The starting point -- the old saw that all Muslims get blamed for the actions of a tiny few -- threatens at first to sink the story into mediocrity:

Tired of being called a terrorist, Ranny Badreddine, a youth from Evansville, Ind., joined other young teens to create World Changers, an initiative that uses the cyberspace to combat misconceptions about Islam.

"Kids have to be worried about...going outside and being scared that someone is going to beat them up because they're Muslim," Badreddine says. "As a 13-year-old kid, I don't want to live my life being scared of Americans trying to hurt me because of what I am and my religion."

Many younger American Muslims say their parents and grandparents have long been reluctant to speak out and risk drawing attention to themselves. But Badreddine and his peers want to take a different approach. They want to use technology to push back against what they see as false portrayals of Islam.

The scapegoating complaint is hardly news anymore. As a religion writer for a daily newspaper, I must have reported similar quotes dozens of times since the terrorist attacks of 9-11. Another World Changers member adds another common line: ISIS talks religious beliefs but actually pursues political goals.

Even the Muslim media campaign has precedents. Back in 2004, the Council on American-Islamic Relations coordinated a petition drive called "Not in the Name of Islam." And after the attacks last year in Paris, numerous Muslims jumped onto Twitter for a campaign called #notinmyname.

The twin hooks in the NPR/Georgia story are the youthfulness of Reclamation Studios, the parent group of World Changers, and their extensive outreach in social media. The Indiana-based organization maintains not only a Twitter account, but a Facebook page and a YouTube channel.

The latter stocks two series of videos. One, Not in His Name, seeks to distance ISIS from what it considers true Islam. The other, The Beloved's Journey, presents basic Islam in bite-size bits.

The videos are talky but meaty and often aided with graphics. Not in His Name, for instance, deals with matters like jihad, treatment of women, how ISIS is different from Islam, and whether Islam preaches "Convert or die."

Reclamation Studios seems pretty liberal, judging from its stated "vision":

1) To seek individual and community purpose aligned with our human family's purpose on earth.

2) To discover the innate connection of our souls with the Divine and the beauty of human virtue.

3) To strive for personal improvement, social justice, and genuine conversation.

I'm tempted to say, "No wonder NPR likes the group." But amazingly, none of the above content is in this article. Most of it is about the image of Islam -- in the eyes of ISIS, Muslim millennials, and the non-Muslim public.

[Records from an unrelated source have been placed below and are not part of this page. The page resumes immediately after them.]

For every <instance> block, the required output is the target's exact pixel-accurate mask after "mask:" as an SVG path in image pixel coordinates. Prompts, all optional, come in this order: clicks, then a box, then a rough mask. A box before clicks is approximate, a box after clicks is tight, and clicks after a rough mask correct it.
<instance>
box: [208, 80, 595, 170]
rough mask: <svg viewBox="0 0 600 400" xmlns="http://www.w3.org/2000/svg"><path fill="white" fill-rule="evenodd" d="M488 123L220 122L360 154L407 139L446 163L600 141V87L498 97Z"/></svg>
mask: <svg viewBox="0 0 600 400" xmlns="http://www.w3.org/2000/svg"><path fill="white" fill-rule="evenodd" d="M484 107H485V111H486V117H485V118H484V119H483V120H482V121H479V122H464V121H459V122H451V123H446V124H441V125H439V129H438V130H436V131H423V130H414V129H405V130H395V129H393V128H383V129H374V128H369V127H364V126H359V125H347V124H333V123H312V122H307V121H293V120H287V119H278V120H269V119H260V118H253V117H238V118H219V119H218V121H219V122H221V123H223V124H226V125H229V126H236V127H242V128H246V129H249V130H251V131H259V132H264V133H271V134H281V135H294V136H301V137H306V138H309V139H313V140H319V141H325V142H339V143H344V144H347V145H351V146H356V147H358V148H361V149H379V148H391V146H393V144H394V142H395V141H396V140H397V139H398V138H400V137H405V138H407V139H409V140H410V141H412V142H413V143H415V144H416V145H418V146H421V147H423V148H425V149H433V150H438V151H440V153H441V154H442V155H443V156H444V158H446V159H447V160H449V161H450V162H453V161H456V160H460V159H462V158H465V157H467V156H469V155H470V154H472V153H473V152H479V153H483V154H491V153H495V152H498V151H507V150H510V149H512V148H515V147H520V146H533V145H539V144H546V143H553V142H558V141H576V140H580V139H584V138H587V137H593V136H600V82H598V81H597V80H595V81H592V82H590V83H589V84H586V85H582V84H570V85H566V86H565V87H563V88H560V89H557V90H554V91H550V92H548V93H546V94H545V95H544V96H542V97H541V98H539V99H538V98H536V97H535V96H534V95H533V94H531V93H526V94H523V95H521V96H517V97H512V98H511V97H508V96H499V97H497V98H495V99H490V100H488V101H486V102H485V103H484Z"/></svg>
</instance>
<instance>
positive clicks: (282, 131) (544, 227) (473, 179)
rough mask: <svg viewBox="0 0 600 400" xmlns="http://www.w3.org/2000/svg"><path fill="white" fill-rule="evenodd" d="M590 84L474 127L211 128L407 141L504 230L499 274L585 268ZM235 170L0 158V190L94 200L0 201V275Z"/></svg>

The odd thing is that another NPR report on Reclamation Studios, from July, does much of this. That story posts the video on Does Islam Encourage Violence?,  then adds a paragraph on it:

In one episode, Zac Parsons is walking side by side with Imam Omar Atia on a sunny day in Evansville, Ind., asking him a question about Islam: "You're a Muslim guy, a peaceful guy, and yet, you know, we see all this stuff in the news all the time about, you know, terrorism and violence and killing, you know, in the name of Islam — which is supposed to be a religion of peace. How is it that for them it's not peaceful, but for you it is?"

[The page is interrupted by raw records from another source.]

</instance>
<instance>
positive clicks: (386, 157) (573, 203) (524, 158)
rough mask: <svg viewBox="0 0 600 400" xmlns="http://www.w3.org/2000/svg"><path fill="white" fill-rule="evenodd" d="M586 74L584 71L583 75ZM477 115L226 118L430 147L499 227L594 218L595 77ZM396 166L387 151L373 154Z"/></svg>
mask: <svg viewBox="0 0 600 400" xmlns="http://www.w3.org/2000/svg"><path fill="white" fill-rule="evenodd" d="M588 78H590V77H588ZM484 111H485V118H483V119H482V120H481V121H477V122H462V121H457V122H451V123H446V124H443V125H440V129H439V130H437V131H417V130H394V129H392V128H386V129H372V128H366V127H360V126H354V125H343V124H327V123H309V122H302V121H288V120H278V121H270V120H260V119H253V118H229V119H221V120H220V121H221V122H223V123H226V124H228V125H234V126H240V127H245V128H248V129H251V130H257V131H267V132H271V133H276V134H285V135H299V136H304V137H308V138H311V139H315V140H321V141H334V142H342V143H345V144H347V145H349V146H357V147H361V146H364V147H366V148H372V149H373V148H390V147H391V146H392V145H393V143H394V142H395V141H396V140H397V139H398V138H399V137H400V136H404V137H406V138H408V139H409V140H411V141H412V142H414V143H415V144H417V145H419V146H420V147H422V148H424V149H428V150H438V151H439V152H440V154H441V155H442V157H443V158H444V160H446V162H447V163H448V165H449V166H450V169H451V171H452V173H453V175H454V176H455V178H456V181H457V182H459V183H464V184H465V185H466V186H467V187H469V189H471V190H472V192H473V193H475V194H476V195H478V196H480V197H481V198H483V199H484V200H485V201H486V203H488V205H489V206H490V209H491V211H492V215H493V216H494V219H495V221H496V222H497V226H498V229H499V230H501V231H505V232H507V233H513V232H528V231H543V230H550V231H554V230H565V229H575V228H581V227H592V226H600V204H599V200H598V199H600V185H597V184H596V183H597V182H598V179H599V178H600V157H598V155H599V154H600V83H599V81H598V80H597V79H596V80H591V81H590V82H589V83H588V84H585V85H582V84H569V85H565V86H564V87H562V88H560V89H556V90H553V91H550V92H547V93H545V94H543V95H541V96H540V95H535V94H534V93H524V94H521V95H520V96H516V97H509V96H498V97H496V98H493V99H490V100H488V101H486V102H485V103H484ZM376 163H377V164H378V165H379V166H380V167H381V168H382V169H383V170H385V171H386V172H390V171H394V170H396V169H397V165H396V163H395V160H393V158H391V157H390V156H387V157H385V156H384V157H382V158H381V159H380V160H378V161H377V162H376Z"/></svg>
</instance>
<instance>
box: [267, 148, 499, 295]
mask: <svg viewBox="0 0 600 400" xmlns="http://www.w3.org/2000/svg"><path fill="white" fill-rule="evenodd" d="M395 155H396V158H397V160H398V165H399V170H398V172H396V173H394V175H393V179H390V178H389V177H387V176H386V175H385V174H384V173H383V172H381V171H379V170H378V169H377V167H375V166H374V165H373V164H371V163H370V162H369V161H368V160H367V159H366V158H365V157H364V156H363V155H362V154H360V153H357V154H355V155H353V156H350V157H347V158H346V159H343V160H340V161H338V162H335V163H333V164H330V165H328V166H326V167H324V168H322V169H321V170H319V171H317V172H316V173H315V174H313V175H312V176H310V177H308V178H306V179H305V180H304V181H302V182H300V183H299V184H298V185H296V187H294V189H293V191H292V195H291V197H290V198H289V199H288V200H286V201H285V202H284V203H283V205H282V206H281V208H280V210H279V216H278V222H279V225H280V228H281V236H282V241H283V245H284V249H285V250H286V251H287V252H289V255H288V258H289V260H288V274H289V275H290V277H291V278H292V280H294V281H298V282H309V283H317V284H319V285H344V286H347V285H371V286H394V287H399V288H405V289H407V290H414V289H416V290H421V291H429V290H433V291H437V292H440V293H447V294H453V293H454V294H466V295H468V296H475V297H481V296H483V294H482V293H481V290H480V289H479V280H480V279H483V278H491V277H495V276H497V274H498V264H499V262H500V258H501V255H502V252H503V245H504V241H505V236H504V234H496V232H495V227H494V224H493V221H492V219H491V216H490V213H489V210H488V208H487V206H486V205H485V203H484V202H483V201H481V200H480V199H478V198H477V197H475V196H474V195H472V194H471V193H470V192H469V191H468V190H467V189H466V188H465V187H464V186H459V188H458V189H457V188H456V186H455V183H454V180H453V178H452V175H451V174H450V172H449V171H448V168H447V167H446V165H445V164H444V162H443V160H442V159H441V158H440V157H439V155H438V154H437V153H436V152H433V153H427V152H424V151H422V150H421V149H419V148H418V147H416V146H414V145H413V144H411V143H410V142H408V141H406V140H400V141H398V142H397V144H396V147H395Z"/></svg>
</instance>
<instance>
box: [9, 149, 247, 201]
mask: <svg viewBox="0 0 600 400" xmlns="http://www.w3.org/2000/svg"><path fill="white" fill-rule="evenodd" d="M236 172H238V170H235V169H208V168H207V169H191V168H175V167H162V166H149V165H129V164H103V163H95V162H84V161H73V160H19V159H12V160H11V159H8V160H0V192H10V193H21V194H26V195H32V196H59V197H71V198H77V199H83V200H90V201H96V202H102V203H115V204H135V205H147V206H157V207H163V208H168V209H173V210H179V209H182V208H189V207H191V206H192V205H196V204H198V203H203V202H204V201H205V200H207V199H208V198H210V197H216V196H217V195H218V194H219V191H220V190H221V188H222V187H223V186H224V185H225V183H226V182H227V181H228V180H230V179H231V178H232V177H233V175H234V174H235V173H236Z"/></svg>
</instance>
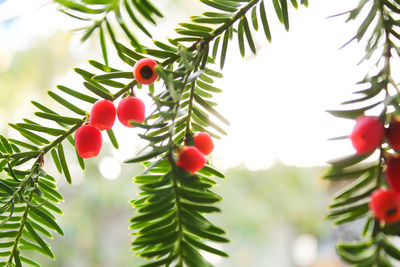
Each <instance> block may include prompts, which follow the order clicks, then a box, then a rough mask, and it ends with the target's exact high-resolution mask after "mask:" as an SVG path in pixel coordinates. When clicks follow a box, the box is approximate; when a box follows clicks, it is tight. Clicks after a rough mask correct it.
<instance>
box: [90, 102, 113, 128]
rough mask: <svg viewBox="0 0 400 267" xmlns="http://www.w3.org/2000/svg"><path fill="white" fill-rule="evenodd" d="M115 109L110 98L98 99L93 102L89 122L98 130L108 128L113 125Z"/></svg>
mask: <svg viewBox="0 0 400 267" xmlns="http://www.w3.org/2000/svg"><path fill="white" fill-rule="evenodd" d="M116 115H117V111H116V109H115V106H114V104H113V102H111V101H110V100H99V101H97V102H96V103H94V105H93V107H92V111H91V112H90V124H91V125H92V126H94V127H96V128H97V129H99V130H110V129H111V128H112V126H113V125H114V121H115V116H116Z"/></svg>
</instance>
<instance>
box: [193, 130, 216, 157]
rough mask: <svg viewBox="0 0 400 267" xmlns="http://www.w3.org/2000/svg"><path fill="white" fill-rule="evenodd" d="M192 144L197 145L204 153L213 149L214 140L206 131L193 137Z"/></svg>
mask: <svg viewBox="0 0 400 267" xmlns="http://www.w3.org/2000/svg"><path fill="white" fill-rule="evenodd" d="M193 141H194V146H195V147H197V148H198V149H199V150H200V151H201V152H202V153H203V154H204V155H208V154H210V153H211V152H212V151H213V149H214V142H213V141H212V139H211V136H210V135H209V134H208V133H199V134H198V135H196V136H194V137H193Z"/></svg>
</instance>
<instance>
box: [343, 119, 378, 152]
mask: <svg viewBox="0 0 400 267" xmlns="http://www.w3.org/2000/svg"><path fill="white" fill-rule="evenodd" d="M384 137H385V127H384V125H383V123H382V122H381V121H380V120H379V119H378V118H377V117H370V116H361V117H359V118H357V119H356V125H355V126H354V128H353V131H352V133H351V135H350V140H351V143H352V144H353V147H354V148H355V149H356V151H357V154H359V155H361V154H367V153H370V152H372V151H374V150H375V149H376V148H377V147H378V146H379V145H380V144H381V143H382V140H383V138H384Z"/></svg>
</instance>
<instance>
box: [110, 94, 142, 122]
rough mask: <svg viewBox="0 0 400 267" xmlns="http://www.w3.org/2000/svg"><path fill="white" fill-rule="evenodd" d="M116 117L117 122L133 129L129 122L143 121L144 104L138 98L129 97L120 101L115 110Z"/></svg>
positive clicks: (126, 97)
mask: <svg viewBox="0 0 400 267" xmlns="http://www.w3.org/2000/svg"><path fill="white" fill-rule="evenodd" d="M117 116H118V119H119V121H120V122H121V123H122V124H123V125H125V126H127V127H131V128H133V126H132V125H131V124H130V122H133V121H135V122H143V121H144V117H145V116H144V103H143V101H142V100H141V99H140V98H137V97H133V96H129V97H126V98H124V99H122V100H121V102H119V104H118V108H117Z"/></svg>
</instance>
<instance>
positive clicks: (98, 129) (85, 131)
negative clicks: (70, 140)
mask: <svg viewBox="0 0 400 267" xmlns="http://www.w3.org/2000/svg"><path fill="white" fill-rule="evenodd" d="M101 143H102V138H101V133H100V130H99V129H97V128H96V127H93V126H92V125H82V126H81V127H79V128H78V130H76V133H75V147H76V150H77V151H78V154H79V156H81V157H82V158H85V159H88V158H93V157H96V156H97V155H98V154H99V153H100V150H101Z"/></svg>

"It's not even left for question," Atia says. "Unjust killing is completely forbidden."

The text then identifies Parsons as a digital marketer and Atia as an imam and a founder of Reclamation Studios. I also liked the input from a researcher at the University of Evansville, who said that projects like Reclamation Studios will make it harder for ISIS to brand itself as authentic Islam.

Georgia Public Broadcasting even posted that version -- though without the video link -- so it should have known better.

It's true that some of the remarks in the new piece are insightful. It quotes Hani Yousef, 17 years old, who is asked "if it is fair to expect the younger generation to fight a war that they did not start." He answers with remarkable maturity:

"I think it might be beyond the point if it's fair or not," Yousef says. "The situation is that people are taking the name Islam and using it in a derogatory way, and what's really the problem that we need to focus on is not if it's fair or not, but how to combat it in a way that obviously is nonviolent and aligns with the ways or our religion."

So the new stuff has good stuff. For the holes, the Georgia station could have easily folded some of the older material into the new.

What especially worries me is that just maybe, GPB didn’t even realize the story had holes.